Dick Clark’s on-camera image was that of a relaxed, welcoming presence, whether as host of American Bandstand, the Pyramid game shows, or Dick Clark’s New Year’s Rockin’ Eve. But this carefully cultivated image belied the reality that just beneath the surface was an ambitious man who succeeded through hard work and shrewd business decisions in becoming both a media juggernaut and one of the best-loved personalities in TV history by the time he died on April 18 of a heart attack at age 82.
Clark, who was born in Bronxville, N.Y., in 1929, may have started out in radio (his creamy, intimate voice made him a natural). But it was as the host of Bandstand that he found his natural habitat. When the dance showcase was broadcast nationally in 1957, Clark was the perfect person to bring rock & roll to TV. At a time when many TV outlets considered the wildness of Little Richard, Jerry Lee Lewis, Chuck Berry, and others a potential headache for families and advertisers, Clark surrounded the rockers with wholesome-looking teens dancing to the music, with the host as a soothing voice of explanation and reason. (”It’s got a good beat and you can dance to it.”)

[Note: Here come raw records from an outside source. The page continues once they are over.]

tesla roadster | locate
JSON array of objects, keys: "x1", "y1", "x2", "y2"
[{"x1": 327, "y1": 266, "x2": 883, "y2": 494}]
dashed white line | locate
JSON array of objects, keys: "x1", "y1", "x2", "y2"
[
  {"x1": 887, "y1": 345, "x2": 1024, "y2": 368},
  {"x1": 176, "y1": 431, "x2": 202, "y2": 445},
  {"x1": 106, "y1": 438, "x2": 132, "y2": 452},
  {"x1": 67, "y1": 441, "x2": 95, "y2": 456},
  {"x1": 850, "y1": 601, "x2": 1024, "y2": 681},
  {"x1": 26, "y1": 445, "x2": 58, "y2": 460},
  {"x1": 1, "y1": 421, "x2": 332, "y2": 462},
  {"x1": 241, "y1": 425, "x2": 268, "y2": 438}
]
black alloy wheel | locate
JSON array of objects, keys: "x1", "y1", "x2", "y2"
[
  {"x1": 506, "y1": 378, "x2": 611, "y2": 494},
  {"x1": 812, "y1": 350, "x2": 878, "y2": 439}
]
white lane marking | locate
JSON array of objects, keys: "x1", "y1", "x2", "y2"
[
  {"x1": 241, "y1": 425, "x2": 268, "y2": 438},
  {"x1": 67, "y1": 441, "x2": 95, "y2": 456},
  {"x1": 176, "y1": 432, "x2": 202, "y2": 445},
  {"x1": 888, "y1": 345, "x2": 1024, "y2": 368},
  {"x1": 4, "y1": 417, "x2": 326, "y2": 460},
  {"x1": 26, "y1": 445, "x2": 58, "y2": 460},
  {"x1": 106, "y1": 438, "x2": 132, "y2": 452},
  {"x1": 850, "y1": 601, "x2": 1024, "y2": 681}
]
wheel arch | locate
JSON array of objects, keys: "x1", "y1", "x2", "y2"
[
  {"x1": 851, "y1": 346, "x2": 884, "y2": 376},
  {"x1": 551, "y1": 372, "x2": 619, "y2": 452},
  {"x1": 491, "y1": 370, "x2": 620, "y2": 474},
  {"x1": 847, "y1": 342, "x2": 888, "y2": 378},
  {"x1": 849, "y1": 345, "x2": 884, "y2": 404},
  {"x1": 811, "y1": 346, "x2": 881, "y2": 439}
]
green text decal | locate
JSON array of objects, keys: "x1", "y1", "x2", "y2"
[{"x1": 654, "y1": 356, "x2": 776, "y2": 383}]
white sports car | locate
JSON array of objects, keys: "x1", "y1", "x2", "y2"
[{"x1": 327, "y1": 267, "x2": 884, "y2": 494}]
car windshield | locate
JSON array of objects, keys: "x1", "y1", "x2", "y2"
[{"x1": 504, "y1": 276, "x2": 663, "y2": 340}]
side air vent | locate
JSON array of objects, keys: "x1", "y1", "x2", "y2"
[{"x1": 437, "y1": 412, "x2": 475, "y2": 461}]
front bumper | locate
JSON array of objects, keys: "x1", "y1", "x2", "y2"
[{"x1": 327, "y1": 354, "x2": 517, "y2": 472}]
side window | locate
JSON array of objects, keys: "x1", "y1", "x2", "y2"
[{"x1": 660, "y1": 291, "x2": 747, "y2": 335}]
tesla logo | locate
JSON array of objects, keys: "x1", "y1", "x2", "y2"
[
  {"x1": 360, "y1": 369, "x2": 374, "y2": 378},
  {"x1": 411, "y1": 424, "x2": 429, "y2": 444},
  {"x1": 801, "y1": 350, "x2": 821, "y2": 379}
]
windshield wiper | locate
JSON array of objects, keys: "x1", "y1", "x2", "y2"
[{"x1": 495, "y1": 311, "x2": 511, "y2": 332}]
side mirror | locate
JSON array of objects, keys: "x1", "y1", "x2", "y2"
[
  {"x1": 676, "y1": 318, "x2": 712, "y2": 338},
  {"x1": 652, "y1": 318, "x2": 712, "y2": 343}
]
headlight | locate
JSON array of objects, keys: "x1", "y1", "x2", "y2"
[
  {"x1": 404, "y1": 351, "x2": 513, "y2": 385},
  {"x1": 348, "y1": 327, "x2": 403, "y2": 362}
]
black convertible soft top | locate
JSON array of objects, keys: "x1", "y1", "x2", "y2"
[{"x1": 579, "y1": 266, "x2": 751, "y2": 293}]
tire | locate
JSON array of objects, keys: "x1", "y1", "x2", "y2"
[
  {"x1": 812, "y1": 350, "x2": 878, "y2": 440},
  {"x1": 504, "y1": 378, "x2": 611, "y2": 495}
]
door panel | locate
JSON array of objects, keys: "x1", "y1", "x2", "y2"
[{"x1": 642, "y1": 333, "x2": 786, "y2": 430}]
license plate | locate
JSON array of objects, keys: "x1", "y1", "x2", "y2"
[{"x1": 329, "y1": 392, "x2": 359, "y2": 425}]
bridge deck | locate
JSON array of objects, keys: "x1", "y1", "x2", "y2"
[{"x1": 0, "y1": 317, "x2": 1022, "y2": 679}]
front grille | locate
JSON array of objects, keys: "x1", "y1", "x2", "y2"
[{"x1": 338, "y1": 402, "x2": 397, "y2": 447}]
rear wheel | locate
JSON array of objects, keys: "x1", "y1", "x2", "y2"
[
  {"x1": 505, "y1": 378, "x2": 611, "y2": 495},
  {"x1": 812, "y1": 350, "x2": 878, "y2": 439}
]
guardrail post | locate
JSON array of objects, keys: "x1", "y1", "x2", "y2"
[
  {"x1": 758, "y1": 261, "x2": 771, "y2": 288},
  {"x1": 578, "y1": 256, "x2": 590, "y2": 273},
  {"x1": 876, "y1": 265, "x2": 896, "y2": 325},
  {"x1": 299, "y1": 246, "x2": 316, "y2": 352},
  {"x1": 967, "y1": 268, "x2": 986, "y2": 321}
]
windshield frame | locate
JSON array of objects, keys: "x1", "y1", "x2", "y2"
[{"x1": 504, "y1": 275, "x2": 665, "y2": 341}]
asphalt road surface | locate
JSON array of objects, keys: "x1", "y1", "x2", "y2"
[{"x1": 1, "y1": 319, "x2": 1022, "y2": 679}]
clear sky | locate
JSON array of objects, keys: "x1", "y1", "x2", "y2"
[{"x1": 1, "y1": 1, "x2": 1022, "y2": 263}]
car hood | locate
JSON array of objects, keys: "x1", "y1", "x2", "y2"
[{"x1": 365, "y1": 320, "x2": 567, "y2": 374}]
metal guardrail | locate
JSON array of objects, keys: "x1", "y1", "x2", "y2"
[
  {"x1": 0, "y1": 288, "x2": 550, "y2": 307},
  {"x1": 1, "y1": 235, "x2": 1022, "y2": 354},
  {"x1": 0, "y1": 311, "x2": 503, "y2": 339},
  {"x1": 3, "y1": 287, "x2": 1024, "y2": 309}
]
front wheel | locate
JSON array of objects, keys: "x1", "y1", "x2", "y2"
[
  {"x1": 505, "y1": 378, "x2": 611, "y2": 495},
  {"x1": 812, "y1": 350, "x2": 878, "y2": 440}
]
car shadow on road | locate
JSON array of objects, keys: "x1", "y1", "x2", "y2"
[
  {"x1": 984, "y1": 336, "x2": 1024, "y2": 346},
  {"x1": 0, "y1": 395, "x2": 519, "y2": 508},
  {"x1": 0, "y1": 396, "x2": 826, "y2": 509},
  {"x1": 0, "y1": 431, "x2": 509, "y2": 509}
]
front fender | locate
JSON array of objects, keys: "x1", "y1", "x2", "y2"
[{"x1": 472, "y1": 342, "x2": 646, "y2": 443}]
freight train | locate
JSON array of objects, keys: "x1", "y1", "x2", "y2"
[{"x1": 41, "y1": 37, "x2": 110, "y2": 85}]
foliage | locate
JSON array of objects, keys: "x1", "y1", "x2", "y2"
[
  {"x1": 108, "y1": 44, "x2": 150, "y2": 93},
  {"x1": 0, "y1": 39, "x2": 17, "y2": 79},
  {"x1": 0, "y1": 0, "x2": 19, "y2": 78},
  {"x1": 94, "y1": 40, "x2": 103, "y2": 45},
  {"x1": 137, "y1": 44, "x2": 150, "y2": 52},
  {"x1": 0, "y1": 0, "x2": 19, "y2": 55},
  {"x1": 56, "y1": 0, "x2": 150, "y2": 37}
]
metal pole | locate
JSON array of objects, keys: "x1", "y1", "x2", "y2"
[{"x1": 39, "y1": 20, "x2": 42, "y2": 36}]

Behind the scenes, Clark became a cunning TV producer. He kept the overhead low by having the stars lip-synch to the music rather than hauling out backup bands that allowed for the possibility of technical malfunctions or wise-guy misbehavior. As host, he frequently sat among the kids in the studio audience to conduct quick interviews; the fact that he invariably wore a suit and tie was what distinguished him in the crowd and led to the nickname that stuck: ”the world’s oldest teenager.” Clark managed to escape the payola scandals of the late 1950s, in which music figures such as the DJ Alan Freed, one of Clark’s concert-promoter competitors, were accused of taking money from record companies to play certain music. One of the keys to Clark’s success was that he never set himself up as a tastemaker or a highly opinionated discriminator among musical styles he may have liked or deplored. He presented every trend, from British Invasion rock & roll to disco to punk to grunge, as a pop culture anthropologist, packaging each wave of music neatly for his millions of viewers.
The result was that Clark became a pioneer almost in spite of himself. Careful to avoid controversy, he nonetheless was one of the first TV personalities to preside over a racially integrated dance floor, and introduced a predominantly white audience to the first national television appearances of acts such as the Jackson 5, Little Stevie Wonder, and later, rapper Kurtis Blow. Always mindful about playing it safe, Clark also extensively promoted the careers of blander musical artists, from Pat Boone to Sheena Easton.
In 1972 he inaugurated New Year’s Rockin’ Eve, initially considered a novel, live-TV business risk. But Clark once again used the contrast of his serene demeanor with a wild party night to set the perfect tone. Through the decades, he became his own ubiquitous brand, always front and center, declining innovation in favor of comfort. For baby boomers, Dick Clark will always be the man who guided them toward rock on American Bandstand, and for generations after that, the man who ushered them into a new year with a smile as bright as the lights of the glittering Times Square countdown ball.